Los datos publicados el viernes mostraron que las ventas de viviendas nuevas aumentaron en agosto un 1.5%, frente a las expectativas de una modesta caída. Según los analistas de Wells Fargo, las ventas se han enfriado en comparación con el ritmo febril observado a fines de 2020 y principios de 2021, pero argumentan que a pesar de cierta moderación reciente, el ritmo general de ventas sigue siendo muy fuerte en relación con antes de la pandemia.

Declaraciones destacadas

“Las ventas de viviendas nuevas aumentaron un 1,5% a un ritmo de 740.000 unidades durante agosto. El modesto repunte de las ventas sigue mostrando que la demanda subyacente de viviendas sigue siendo fuerte. El ligero retroceso en las ventas experimentado esta primavera y principios del verano probablemente tuvo más que ver con los constructores que luchan por construir suficientes casas para mostrar a los posibles compradores. Es un desafío vender una casa cuando no puede decirle al comprador cuándo estará terminada “.

“Los precios de la madera han bajado de los niveles exorbitantes observados esta primavera. Sin embargo, otros materiales de construcción clave siguen siendo escasos, lo que retrasa los nuevos comienzos y evita que los proyectos concluyan. Un repunte en el ya elevado índice del mercado de la vivienda (HMI) NAHB/Wells Fargo para el mes de septiembre, que se publicó por separado esta semana, proporciona evidencia adicional de que los constructores siguen siendo abrumadoramente optimistas, incluso con vientos en contra del lado de la oferta “.

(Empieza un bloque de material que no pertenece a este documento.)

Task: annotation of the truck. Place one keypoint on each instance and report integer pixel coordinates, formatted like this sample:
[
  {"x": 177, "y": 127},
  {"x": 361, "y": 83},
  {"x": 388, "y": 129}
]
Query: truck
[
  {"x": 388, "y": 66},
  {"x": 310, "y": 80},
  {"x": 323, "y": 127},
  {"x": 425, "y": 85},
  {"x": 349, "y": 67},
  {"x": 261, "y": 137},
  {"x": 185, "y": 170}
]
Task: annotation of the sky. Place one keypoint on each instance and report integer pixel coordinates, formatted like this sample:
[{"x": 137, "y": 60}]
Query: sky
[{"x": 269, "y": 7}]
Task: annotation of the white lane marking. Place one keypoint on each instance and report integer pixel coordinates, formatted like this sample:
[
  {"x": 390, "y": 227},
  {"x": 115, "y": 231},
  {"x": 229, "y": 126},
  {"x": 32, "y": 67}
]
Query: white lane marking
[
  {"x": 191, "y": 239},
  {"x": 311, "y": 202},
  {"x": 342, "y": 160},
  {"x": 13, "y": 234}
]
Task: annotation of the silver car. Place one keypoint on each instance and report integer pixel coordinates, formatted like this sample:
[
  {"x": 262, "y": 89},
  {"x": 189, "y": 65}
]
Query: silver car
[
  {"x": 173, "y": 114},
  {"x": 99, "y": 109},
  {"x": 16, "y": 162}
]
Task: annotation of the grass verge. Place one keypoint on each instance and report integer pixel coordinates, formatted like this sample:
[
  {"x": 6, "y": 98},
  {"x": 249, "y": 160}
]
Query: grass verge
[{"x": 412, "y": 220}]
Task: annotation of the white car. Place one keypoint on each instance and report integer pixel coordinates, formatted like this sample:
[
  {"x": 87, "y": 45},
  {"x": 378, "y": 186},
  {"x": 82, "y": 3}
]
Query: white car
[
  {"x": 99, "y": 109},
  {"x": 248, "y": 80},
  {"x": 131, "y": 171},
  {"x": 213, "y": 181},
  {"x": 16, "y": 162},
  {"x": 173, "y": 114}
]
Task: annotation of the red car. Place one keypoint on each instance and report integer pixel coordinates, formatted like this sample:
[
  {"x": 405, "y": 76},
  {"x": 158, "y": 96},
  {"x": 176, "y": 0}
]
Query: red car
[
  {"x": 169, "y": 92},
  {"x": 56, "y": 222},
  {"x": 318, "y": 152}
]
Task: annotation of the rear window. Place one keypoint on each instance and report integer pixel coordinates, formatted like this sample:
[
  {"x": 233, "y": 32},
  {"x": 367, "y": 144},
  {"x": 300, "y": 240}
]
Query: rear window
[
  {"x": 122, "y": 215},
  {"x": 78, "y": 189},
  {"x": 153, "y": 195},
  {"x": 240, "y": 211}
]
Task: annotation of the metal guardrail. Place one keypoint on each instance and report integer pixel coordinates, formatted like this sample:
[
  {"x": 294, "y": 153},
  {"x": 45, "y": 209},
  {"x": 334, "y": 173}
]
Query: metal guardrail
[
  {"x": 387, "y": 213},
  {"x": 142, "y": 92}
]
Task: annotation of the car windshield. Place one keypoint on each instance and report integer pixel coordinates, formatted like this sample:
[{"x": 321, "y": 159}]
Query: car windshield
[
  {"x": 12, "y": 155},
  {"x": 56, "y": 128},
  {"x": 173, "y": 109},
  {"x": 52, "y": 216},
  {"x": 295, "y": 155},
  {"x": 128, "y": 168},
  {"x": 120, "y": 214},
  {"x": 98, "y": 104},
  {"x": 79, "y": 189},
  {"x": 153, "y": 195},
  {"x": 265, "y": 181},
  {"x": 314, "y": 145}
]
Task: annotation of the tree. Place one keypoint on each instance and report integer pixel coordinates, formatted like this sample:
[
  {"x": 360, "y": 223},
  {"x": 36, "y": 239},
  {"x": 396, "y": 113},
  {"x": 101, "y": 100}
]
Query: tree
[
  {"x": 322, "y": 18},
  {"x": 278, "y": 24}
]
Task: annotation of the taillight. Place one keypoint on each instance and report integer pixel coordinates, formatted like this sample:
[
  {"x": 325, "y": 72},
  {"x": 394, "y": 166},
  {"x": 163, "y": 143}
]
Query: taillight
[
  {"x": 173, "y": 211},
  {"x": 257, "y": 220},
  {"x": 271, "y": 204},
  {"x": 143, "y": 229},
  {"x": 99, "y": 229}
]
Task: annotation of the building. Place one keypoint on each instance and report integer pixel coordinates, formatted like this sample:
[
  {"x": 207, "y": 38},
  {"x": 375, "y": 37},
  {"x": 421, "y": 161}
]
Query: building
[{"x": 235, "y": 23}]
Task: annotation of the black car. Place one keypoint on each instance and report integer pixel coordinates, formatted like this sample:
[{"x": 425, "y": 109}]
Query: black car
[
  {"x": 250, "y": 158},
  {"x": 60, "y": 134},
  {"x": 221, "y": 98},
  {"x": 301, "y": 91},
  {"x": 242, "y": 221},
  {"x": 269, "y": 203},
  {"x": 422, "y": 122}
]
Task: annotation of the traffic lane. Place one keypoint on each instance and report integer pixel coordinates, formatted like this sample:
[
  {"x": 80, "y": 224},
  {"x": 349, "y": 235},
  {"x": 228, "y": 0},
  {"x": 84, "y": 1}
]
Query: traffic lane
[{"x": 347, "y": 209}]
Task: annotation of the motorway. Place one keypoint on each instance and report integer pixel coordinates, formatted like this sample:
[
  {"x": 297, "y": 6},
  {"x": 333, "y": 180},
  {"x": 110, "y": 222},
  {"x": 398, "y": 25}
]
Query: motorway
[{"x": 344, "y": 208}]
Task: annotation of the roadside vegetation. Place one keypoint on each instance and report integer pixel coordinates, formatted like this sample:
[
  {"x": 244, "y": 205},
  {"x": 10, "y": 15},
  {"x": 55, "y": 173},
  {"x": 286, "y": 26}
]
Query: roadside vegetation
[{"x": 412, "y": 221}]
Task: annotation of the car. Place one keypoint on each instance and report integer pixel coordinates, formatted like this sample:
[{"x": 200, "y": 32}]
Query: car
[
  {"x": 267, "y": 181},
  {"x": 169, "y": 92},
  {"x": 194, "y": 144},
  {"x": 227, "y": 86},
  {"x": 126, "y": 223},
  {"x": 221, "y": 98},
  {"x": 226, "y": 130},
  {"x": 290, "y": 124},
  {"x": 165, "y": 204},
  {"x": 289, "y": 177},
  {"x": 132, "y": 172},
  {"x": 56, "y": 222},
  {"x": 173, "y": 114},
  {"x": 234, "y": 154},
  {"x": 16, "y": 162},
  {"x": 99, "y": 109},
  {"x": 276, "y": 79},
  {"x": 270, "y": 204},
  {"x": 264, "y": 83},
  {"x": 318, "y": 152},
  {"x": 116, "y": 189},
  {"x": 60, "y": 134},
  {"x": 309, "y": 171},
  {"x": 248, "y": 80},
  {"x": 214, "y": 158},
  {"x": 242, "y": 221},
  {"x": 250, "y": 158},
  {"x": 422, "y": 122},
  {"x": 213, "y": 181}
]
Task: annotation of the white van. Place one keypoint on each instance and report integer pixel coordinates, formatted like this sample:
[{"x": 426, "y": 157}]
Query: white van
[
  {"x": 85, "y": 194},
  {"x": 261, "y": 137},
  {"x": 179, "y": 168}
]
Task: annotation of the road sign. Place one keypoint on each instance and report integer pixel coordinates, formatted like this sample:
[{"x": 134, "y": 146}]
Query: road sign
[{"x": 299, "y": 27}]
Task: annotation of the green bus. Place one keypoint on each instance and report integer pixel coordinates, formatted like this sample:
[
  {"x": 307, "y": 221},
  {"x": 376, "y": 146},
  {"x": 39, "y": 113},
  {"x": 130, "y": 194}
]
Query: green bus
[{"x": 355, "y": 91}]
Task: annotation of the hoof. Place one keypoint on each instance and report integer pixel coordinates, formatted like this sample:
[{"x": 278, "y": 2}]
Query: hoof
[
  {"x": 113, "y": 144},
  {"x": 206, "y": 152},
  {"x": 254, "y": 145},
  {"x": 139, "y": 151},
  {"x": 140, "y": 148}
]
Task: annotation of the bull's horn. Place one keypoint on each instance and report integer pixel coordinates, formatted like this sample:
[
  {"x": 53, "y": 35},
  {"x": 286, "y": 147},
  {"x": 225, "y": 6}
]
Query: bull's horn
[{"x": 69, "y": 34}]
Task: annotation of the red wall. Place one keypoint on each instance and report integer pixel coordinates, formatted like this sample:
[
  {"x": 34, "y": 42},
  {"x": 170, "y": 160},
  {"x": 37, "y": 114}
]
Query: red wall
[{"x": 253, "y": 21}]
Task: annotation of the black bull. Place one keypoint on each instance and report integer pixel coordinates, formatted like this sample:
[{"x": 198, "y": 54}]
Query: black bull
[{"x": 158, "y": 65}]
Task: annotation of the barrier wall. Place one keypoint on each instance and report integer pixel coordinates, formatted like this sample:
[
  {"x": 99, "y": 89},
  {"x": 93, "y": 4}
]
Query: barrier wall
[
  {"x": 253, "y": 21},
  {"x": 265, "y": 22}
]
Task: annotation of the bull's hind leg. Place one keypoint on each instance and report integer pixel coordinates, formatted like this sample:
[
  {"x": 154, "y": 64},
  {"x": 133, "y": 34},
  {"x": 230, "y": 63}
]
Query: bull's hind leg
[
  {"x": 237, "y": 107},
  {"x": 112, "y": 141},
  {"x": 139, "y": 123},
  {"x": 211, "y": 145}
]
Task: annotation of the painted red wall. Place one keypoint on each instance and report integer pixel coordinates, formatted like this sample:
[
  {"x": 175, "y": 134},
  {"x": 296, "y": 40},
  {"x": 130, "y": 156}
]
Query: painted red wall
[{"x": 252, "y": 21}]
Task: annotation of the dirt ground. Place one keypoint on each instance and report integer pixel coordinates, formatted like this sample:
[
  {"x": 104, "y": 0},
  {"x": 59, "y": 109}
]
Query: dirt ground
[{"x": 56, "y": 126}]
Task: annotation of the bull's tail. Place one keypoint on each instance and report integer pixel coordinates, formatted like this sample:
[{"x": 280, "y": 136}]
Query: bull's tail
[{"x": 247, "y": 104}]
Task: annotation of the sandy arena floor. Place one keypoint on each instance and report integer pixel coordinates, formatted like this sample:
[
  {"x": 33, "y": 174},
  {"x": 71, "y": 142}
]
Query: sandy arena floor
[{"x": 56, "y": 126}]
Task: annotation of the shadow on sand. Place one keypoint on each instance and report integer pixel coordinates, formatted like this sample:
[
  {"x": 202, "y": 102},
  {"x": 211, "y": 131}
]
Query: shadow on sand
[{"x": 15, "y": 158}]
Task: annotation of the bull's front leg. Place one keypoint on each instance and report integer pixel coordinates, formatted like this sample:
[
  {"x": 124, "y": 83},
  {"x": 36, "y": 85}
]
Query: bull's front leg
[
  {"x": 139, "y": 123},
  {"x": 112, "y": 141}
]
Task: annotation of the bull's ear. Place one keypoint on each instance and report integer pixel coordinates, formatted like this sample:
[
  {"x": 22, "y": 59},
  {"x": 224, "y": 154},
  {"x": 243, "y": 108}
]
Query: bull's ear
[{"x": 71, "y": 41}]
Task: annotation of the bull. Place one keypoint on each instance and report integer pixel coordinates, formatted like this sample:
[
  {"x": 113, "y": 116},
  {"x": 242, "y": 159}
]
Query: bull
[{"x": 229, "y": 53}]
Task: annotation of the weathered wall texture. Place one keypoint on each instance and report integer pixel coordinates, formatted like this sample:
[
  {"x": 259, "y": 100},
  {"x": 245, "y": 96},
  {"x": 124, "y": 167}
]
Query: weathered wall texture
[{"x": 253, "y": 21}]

“El ritmo de 740.000 unidades registrado durante el mes es el más rápido desde abril. Las ventas se han enfriado en comparación con el ritmo febril observado a fines de 2020 y principios de 2021. A pesar de cierta moderación reciente, el ritmo general de ventas sigue siendo muy fuerte en relación con antes de la pandemia. Por contexto, se vendieron 683.000 viviendas nuevas en 2019”.